I just visited the blog of one of my FAVORITE art goddesses ever--Suzi Blu...and found out her dad has died. I sat there, tears running down my cheeks, reading. Her pain was so palpable. Of course it made me think about my own family...my dad, my mom, my grandma. Do I see them often enough?? Do I call them enough?? Should I do more? Am I not doing enough??
I needed something to lift me up, but couldn't pinpoint it. And then I got a postcard in the mail inviting me to an artist's reception for a fantastic art teacher friend (Kim Dufford...her artwork is pictured above) who I worked with in Aurora. She's a spunky lady whom I admired...and still do :^) Being that there really is no coincidence in life, I decided to go to her opening...cuz, you just never know. Needless to say, I am SOOO happy I went!! I saw a few WONDERFUL women whom I worked with, plus Kim. Happiness just emanated from them....their beaming smiles.
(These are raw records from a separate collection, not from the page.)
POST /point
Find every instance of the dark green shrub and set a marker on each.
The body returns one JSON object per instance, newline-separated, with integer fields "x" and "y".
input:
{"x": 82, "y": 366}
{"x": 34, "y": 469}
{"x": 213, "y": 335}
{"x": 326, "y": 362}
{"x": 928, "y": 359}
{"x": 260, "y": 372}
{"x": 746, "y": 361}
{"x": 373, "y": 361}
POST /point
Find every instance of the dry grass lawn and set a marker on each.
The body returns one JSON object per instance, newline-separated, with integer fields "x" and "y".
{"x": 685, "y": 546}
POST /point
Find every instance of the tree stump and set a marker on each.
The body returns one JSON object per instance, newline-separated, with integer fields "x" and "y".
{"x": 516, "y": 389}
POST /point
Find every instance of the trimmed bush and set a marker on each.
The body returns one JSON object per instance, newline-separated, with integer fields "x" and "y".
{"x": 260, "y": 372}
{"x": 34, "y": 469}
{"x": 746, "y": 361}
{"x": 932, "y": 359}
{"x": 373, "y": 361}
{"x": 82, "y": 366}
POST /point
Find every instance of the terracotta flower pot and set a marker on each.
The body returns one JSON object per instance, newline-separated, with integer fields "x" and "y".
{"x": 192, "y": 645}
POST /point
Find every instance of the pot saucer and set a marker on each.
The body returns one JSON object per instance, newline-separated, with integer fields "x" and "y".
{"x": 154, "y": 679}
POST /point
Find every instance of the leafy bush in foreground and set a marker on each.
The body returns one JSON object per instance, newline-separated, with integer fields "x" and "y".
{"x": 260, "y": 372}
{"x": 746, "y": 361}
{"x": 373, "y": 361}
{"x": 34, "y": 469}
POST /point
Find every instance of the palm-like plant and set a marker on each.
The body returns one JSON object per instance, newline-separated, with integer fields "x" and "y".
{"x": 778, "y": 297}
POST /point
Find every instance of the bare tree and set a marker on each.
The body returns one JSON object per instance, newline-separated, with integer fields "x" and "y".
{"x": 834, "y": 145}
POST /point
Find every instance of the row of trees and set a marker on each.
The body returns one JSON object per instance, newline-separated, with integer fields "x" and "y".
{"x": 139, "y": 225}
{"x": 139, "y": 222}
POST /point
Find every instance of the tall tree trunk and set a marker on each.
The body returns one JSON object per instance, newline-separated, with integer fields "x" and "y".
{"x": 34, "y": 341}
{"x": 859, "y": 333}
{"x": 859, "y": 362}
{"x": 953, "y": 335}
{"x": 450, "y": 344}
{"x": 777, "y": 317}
They nearly glowed. For an hour and a half I forgot about what was bothering me and was able to just relax into the conversation and enjoy these women (and my husband who came with me...bless his heart, lol), enjoy being there, enjoy the energy in the room.....
By the time we left the show, I think there was a bounce in my step....and definitely a smile on my face. Like I said, there IS no coincidence :^) I will admit that going didn't make all of my worries fade, but I feel like things are a bit more in perspective now. And I definitely feel the burn to create....I think my girls are calling to me. I just love it. And I have been thinking about my family and just loving them...and appreciating them for who they are, for however long I have them :^)
Sunday, February 5, 2012
I know this may sound kind of odd, but I find reading cook books relaxing. Whereas I used to curl up at night with a good fantasy fiction novel, now I find myself sitting amidst stacks of baking books...cupcakes, cakes, macarons. You name it, I have been devouring them lately. Corny pun, sorry about that, lol! I came across this book called Cake Ladies by Jodi Rhoden. It seems that every town--big or small--in the South has its own cake lady. These are the amazing women who bake the cakes for the special events in people's lives: birthdays, weddings, etc. I have been lucky enough to eat cakes that have been baked by Southern cake ladies....transplanted women who have moved to Colorado with their husbands. I truly believe that there is more to their cakes than just a fantastic ability to bake...these women put love into what they do, parts of themselves that help feed not only the bodies but the souls of the people they are baking for.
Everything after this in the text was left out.